Il en est de même pour nous : nous sommes appelés à trouver notre vocation… à réfléchir au service qui nous correspond personnellement…. à exprimer la belle énergie qui nous traverse… à réaliser ce pour quoi nous sommes là… en exprimant qui nous sommes !... ce qui est beau, en nous. 


Jésus nous rappelle que la vie trouve tout son sens dans l’expression de soi, dans le don de soi : 

Tu es appelé à t’offrir… à faire ce qui est beau et qui vient du cœur ! 


Voilà la Bonne Nouvelle de ce jour ! 


Amen. 


Texte biblique : Mc 14, 1-11


1La Pâque et la fête des pains sans levain devaient avoir lieu deux jours après. Les grands prêtres et les scribes cherchaient comment arrêter Jésus par ruse pour le tuer. 

2Ils disaient en effet : « Pas en pleine fête, de peur qu’il n’y ait des troubles dans le peuple. »

3Jésus était à Béthanie dans la maison de Simon le lépreux et, pendant qu’il était à table, une femme vint, avec un flacon d’albâtre contenant un parfum de nard, pur et très coûteux. Elle brisa le flacon d’albâtre et lui versa le parfum sur la tête. 

4Quelques-uns se disaient entre eux avec indignation : « A quoi bon perdre ainsi ce parfum ? 

5On aurait bien pu vendre ce parfum-là plus de trois cents pièces d’argent et les donner aux pauvres ! » Et ils s’irritaient contre elle. 

6Mais Jésus dit : « Laissez-la, pourquoi la tracasser ? C’est une bonne œuvre qu’elle vient d’accomplir à mon égard. 

7Des pauvres, en effet, vous en avez toujours avec vous, et quand vous voulez, vous pouvez leur faire du bien.

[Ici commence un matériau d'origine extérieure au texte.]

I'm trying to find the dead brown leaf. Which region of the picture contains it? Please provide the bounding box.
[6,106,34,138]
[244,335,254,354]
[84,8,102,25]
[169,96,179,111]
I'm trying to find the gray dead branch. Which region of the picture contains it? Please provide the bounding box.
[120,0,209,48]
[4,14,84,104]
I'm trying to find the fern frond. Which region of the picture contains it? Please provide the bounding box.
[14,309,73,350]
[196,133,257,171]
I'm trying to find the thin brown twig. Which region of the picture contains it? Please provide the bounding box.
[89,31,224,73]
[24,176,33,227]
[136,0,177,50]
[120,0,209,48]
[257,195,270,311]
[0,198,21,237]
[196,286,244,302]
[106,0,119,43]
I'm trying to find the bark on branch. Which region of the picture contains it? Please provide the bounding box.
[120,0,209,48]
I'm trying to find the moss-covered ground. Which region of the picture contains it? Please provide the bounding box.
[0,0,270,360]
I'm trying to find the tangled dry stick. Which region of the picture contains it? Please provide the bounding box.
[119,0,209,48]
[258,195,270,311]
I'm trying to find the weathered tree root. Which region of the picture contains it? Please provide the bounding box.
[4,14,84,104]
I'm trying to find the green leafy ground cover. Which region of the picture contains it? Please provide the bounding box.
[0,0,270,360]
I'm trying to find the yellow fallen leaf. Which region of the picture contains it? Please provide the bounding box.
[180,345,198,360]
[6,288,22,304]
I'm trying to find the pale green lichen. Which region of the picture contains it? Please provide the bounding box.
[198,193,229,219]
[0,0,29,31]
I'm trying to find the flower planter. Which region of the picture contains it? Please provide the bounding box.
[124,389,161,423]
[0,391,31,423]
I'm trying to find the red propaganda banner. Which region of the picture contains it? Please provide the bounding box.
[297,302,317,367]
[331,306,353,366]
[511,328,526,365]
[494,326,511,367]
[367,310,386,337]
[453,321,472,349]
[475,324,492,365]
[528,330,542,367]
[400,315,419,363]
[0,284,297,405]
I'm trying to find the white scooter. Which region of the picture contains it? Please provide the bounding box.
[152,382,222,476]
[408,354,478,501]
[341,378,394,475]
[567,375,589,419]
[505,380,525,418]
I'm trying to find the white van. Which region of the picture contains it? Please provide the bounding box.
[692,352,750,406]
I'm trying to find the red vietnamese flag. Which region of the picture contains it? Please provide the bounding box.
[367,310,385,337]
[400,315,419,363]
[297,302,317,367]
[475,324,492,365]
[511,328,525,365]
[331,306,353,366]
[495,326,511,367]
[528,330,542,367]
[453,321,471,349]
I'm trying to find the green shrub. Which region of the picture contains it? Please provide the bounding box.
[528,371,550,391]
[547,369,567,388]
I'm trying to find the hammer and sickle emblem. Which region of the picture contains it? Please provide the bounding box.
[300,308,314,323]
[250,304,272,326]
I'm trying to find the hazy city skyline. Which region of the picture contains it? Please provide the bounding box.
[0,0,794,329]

Mais moi, vous ne m’avez pas pour toujours. 

8Ce qu’elle pouvait faire, elle l’a fait : d’avance elle a parfumé mon corps pour l’ensevelissement. 

9En vérité, je vous le déclare, partout où sera proclamé l’Evangile dans le monde entier, on racontera aussi, en souvenir d’elle, ce qu’elle a fait. »

10Judas Iscarioth, l’un des Douze, s’en alla chez les grands prêtres pour leur livrer Jésus. 

11A cette nouvelle, ils se réjouirent et promirent de lui donner de l’argent. Et Judas cherchait comment il le livrerait au bon moment.